Zen, com três meses de vida
Zen era um vira lata inteligente, ligado, atento, brincalhão. Apesar de poucos meses de idade já dava cangapés, pulos “discostas” e para frente, para pegar baratas, ratos, escorpiões, víboras, lagartixas e outros insetos que o instinto animal repulsa.
Nascido de uma ninhada de seis cãezinhos, sendo dois machos e quatro fêmeas, Zen já trouxe consigo o faro e o fado de Tibicuera, o índio retratado magistralmente pelo romancista Érico Veríssimo no livro “As Aventuras de Tibicuera”, rejeitado pelo pajé que viu nele um sujeito fraco, desmilinguido, uma assombração, sem nenhuma sustança para o enfrentamento da vida diária na floresta íngreme do Brasil cabralino, que exigia astúcia, disposição, firmeza, força, coragem e espírito aventureiro.
Qual “Mila” de Carlos Heitor Cony, Zen conquistou alguns “fumus fidalgos”, como o “Dom Casmurro” de Machado de Assis. Enquanto viveu, era um Lorde, um Rei Salomão numa liteira inundada de sol e transportado por súditos imaginários.
Para sua felicidade ou infelicidade, Zen não teve o mesmo destino dos irmãos que foram doados a famílias desleixadas. Ficou em casa sendo tratado como um aristocrata.
Para sua desdita – era mês de março -, início de chuvas tropicais propícias para o plantio e cultivo do milharal, legumes, outras frutas e verduras. Numa manhã chuvosa e fria, mais fria que o normal, Zen amanheceu meio macambúzio, olho esquerdo mais claro que o direito, menos disposto a brincar.
Levado a uma Clínica Veterinária com urgência, não deu outro o diagnóstico: Cinomose, doença altamente contagiosa provocada pelo vírus CDV (Canine Distemper Vírus).
Dali em diante começava-lhe o martírio: tiques nervosos, convulsões, paralisias, mioclonias, sintomas jamais vistos num animal pela dona: Diarreia constante, febre alta, falta de apetite, tremor nas pernas, gritos progressivos e, pior, gemidos provocados como se estivesse sentindo uma dor cerebral sem fim, dia e noite.
Depois de suportar esse sofrimento por mais de dois meses, apesar da recomendação da veterinária para o sacrifício, pois estatisticamente a chance de sobrevida é de apenas 15% e com sequelas irrecuperáveis, Zen se encantou sendo segurado por quatro mãos.

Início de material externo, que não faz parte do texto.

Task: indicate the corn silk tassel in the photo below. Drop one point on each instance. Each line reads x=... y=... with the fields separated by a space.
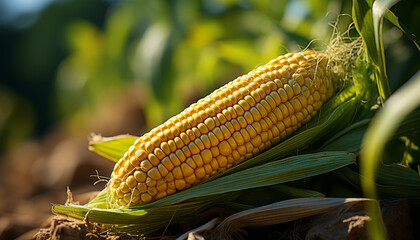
x=232 y=124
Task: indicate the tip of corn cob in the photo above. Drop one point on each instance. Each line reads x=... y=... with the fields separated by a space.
x=232 y=124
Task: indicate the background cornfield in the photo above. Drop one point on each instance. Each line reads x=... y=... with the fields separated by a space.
x=70 y=68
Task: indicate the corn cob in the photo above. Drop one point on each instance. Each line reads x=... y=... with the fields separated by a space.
x=232 y=124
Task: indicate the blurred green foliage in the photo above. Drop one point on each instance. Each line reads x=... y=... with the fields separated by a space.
x=77 y=53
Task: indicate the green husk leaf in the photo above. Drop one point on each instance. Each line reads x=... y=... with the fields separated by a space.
x=112 y=148
x=155 y=215
x=281 y=212
x=350 y=139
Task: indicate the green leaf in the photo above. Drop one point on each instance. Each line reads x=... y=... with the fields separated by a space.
x=112 y=148
x=334 y=115
x=368 y=23
x=381 y=129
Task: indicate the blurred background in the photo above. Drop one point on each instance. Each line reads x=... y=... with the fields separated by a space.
x=69 y=68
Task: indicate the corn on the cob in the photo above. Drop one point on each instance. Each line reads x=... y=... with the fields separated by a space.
x=232 y=124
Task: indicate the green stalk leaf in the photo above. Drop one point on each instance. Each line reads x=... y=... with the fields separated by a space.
x=381 y=129
x=150 y=217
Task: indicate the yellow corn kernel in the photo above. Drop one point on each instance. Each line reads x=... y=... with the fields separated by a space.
x=232 y=124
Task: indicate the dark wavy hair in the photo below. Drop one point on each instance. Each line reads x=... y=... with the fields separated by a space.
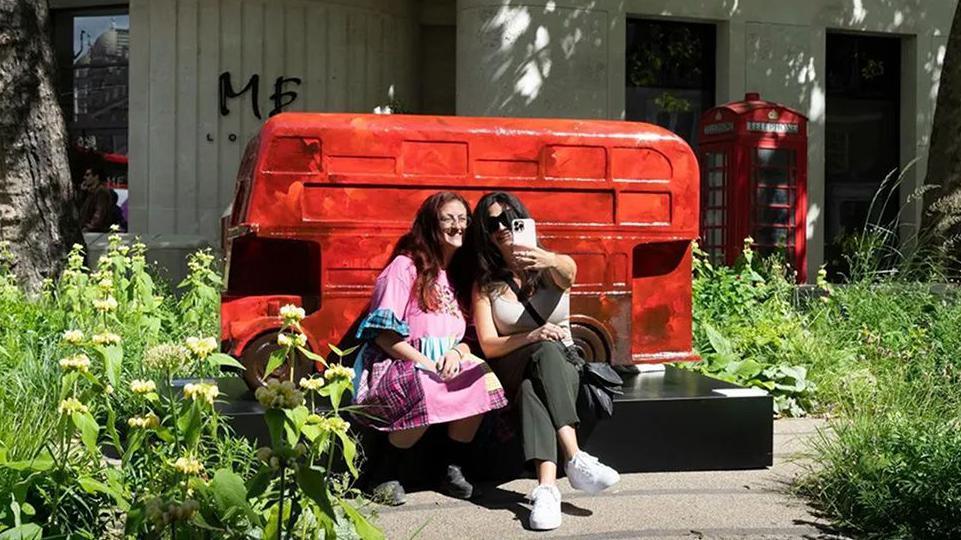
x=490 y=268
x=423 y=245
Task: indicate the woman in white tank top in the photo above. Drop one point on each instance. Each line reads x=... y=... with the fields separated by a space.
x=530 y=358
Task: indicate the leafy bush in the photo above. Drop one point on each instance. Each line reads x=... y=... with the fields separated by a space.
x=97 y=441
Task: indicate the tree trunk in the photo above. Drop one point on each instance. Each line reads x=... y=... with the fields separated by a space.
x=943 y=203
x=37 y=212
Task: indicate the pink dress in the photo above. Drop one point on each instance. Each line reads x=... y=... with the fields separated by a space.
x=394 y=391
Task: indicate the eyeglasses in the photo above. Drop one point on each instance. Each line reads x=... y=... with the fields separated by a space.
x=494 y=222
x=450 y=221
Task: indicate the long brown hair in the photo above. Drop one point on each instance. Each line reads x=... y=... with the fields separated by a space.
x=423 y=244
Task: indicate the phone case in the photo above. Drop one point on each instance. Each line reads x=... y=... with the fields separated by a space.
x=524 y=232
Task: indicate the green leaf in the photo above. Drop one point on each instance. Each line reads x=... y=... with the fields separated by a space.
x=277 y=359
x=350 y=451
x=94 y=486
x=295 y=423
x=363 y=527
x=314 y=484
x=113 y=363
x=718 y=342
x=229 y=491
x=190 y=425
x=259 y=482
x=27 y=531
x=224 y=360
x=89 y=428
x=312 y=355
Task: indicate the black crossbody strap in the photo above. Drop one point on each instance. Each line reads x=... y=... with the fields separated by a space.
x=526 y=302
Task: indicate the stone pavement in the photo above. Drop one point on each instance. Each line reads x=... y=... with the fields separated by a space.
x=726 y=504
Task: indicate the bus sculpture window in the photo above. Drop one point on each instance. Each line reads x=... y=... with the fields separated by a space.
x=321 y=199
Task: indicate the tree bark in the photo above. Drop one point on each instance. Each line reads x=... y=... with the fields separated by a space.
x=943 y=202
x=37 y=212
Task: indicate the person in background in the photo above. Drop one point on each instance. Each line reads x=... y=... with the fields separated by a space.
x=96 y=213
x=413 y=370
x=529 y=358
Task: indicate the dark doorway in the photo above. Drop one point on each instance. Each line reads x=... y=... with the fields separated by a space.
x=862 y=139
x=670 y=73
x=92 y=49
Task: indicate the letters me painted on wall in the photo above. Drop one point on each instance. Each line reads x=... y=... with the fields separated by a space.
x=280 y=98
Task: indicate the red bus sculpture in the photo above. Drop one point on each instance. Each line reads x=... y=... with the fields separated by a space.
x=322 y=198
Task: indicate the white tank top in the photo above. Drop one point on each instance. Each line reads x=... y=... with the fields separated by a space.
x=552 y=303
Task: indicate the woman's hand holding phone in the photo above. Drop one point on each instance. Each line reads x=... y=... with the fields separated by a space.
x=535 y=258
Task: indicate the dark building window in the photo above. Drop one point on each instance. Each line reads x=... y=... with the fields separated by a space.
x=92 y=47
x=862 y=138
x=670 y=73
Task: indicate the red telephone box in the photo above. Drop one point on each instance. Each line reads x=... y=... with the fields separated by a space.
x=753 y=156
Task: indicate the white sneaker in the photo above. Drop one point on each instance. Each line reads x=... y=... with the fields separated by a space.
x=546 y=513
x=587 y=474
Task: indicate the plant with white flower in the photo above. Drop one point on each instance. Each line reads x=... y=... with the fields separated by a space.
x=148 y=421
x=77 y=362
x=72 y=405
x=105 y=305
x=73 y=337
x=292 y=314
x=142 y=386
x=201 y=348
x=337 y=371
x=312 y=384
x=202 y=392
x=106 y=338
x=188 y=466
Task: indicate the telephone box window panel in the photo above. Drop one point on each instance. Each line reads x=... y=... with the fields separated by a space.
x=754 y=180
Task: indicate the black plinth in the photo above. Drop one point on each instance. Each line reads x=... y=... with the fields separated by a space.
x=671 y=420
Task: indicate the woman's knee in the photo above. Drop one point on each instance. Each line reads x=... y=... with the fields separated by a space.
x=406 y=438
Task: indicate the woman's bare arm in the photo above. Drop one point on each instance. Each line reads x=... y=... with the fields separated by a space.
x=493 y=344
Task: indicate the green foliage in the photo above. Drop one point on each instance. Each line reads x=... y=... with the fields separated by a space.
x=748 y=331
x=96 y=439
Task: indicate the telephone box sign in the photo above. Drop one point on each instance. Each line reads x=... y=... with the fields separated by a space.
x=768 y=127
x=753 y=157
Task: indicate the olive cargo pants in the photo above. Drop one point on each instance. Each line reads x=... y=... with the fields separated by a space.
x=543 y=385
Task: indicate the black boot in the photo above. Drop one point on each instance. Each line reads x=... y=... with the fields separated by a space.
x=387 y=490
x=455 y=484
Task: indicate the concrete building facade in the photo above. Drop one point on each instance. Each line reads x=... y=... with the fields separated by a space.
x=197 y=67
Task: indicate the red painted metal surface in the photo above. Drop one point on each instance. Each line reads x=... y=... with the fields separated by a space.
x=322 y=198
x=753 y=157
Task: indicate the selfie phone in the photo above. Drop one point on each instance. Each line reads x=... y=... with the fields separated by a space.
x=524 y=232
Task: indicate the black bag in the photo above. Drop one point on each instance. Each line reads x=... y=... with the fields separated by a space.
x=599 y=382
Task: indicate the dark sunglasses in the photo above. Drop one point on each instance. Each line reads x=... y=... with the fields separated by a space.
x=494 y=221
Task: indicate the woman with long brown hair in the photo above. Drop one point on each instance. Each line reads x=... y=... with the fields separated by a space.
x=413 y=371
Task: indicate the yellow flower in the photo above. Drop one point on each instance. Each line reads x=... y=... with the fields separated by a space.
x=72 y=405
x=187 y=465
x=337 y=371
x=335 y=424
x=79 y=362
x=292 y=314
x=166 y=356
x=150 y=421
x=106 y=338
x=205 y=391
x=140 y=386
x=312 y=383
x=202 y=347
x=73 y=337
x=107 y=304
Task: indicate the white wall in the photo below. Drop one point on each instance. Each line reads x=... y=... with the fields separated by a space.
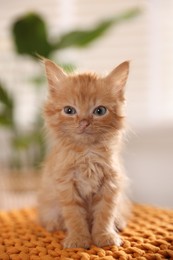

Apesar de seu corpo parecer uma borracha, o semblante sorria de felicidades por não ter sido abandonado em vida em momento desesperador, pela sua dona!
Zen se foi cedo, mas nos deixou uma grande lição de vida: Amar enquanto há vida para ser vivida, porque depois de morto só há a escuridão infinita! Não chore por mim depois de morto – parecia dizer! Os olhos fechados, o mundo escurece para sempre!